# New Buckling



## Lstein (Oct 2, 2014)

So I did decide to go ahead and get this guy, he will be ready for his new home in two weeks!










I am just kind of curious if anyone has some experiences with ground shipping.

I did have a fear of the weather being to cold, but from what it sounds like, the driver the breeder recommended to me has an enclosed van in which he transports them.

This is a whole new thing for me, so just wondering if anyone else has done this before and what the results were.


----------



## Kath G. (Jul 13, 2017)

No shipping experiences, but he's absolutely beautiful! Can't wait to see pics of him as he grows!


----------



## Suzanne_Tyler (Jul 19, 2014)

He is so handsome!!


----------



## wifeof1 (Mar 18, 2016)

I had a buck brought to me from Idaho to CA. It was great.
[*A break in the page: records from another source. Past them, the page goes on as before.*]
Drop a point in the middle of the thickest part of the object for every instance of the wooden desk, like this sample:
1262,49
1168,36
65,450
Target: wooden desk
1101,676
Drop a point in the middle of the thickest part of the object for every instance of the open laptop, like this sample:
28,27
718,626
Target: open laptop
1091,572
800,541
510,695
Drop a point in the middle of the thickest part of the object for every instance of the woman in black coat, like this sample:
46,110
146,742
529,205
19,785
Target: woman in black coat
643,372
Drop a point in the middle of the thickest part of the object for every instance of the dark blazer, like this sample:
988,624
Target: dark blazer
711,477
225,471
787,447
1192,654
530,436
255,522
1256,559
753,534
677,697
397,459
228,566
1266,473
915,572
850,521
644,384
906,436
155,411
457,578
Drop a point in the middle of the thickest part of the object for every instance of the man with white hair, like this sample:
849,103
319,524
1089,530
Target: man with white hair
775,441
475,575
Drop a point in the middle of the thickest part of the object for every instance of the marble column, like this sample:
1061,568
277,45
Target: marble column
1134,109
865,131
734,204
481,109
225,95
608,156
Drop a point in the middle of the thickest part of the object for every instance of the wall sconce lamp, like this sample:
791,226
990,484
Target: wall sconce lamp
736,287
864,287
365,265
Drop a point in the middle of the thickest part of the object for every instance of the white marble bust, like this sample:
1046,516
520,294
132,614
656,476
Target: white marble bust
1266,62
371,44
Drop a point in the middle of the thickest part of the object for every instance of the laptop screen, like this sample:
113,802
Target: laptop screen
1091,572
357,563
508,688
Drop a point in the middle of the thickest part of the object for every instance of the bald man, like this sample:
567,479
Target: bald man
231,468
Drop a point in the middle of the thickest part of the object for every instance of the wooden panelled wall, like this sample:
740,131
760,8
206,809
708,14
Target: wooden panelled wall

And oh so affordable. It's what he does for a living so he knows the drill with crossing state lines etc.


----------



## Goat_Scout (Mar 23, 2017)

Yay, I’m so glad you’re getting him! Such a handsome little guy, can’t wait to see his babies...


----------



## Jessica84 (Oct 27, 2011)

All gosh I’m a little jealous!!! I really can’t express how in love I am with that guy! 
How far is he being shipped? I’ve had Washington to California and Texas to California both in a livestock trailer, both over nighted in the trailer as well for a few hours while drivers slept and they were fine. Just keep a very close eye on him when he gets home. The biggest threat is pneumonia (shipping fever). Now when I bought my black dapple buck it was a 2 1/2 hour drive for me and he he started to not eat or drink well so I just treated him for pneumonia to play it safe and he was just fine. Oh! My parents also brought me a doing and buckling from Nevada. They were in a dog crate that went 2 hours from Nevada to their place in Northern California. And then a few days later 6 hours down to me and again was fine. I forgot about those ones lol.
But bottom line here just keep a eye on him when he gets home. It’s going to be stressful for him between loosing mom, the car ride, and a new home. Also keep a eye on eye lids and any signs of parasites. Stress can bring on all kinds of things. But a total huge CONGRATS!!!!


----------



## Lstein (Oct 2, 2014)

Thanks everyone. He is coming from Ohio all the way to nowhere....er North Dakota. A 20hr drive  if you took a straight shot at it.


----------



## toth boer goats (Jul 20, 2008)

All good advice.

He looks good.


----------



## Suzanne_Tyler (Jul 19, 2014)

Wow, that is a ways to go. Are you going to be making the trip?


----------



## Lstein (Oct 2, 2014)

Nope, the breeder recommended a ground shipper person to us; so we went with him. So beginning of March is when he should be arriving.


----------



## mariarose (Oct 23, 2014)

Kath G. said:


> No shipping experiences, but he's absolutely beautiful! Can't wait to see pics of him as he grows!





Suzanne_Tyler said:


> He is so handsome!!


All kinds of Dittoes here.


----------



## billiejw89 (May 7, 2014)

he is so handsome!


----------



## Jessica84 (Oct 27, 2011)

Well 20 hours is long but about the same as when I got the doe from Texas. I think it’s scary and they take it about the same no matter how long they are being hauled. Being in a van will keep the cold off of him just as long as it isn’t totally air tight he should be just fine. 
One thing that some people do is put the animal on electrolytes before hauling. None of the ones I had hauled did had that and I don’t believe the hauled I’m FB friends with does it either so I wouldn’t stress if it doesn’t get done or you feel it’s too much to ask the seller to do  he will be just fine.


----------



## Somechicksgoats (Aug 14, 2017)

I am so jealous! I lost my spotted billy yesterday :-(


----------



## Jessica84 (Oct 27, 2011)

I’m sorry for your loss somechicksgoats


----------



## Somechicksgoats (Aug 14, 2017)

Jessica84 said:


> I'm sorry for your loss somechicksgoats


It was sad, but one of those things where you've tried everything and the animal just refuses to thrive. The breeder that I got him from tho is so wonderful, they kept in contact with me thru the whole thing, and made sure I knew that they would replace him with one from this years babies. The funny thing is that I have bought most of my registered stock from them (They have beautiful lines and stock) and I have never had a problem.


----------



## toth boer goats (Jul 20, 2008)




----------



## Lstein (Oct 2, 2014)

This guy gets picked up from the breeder tonight for his trip west! So excited!


----------



## Jessica84 (Oct 27, 2011)

YAY!!!! I was just thinking about you and him the other day!


----------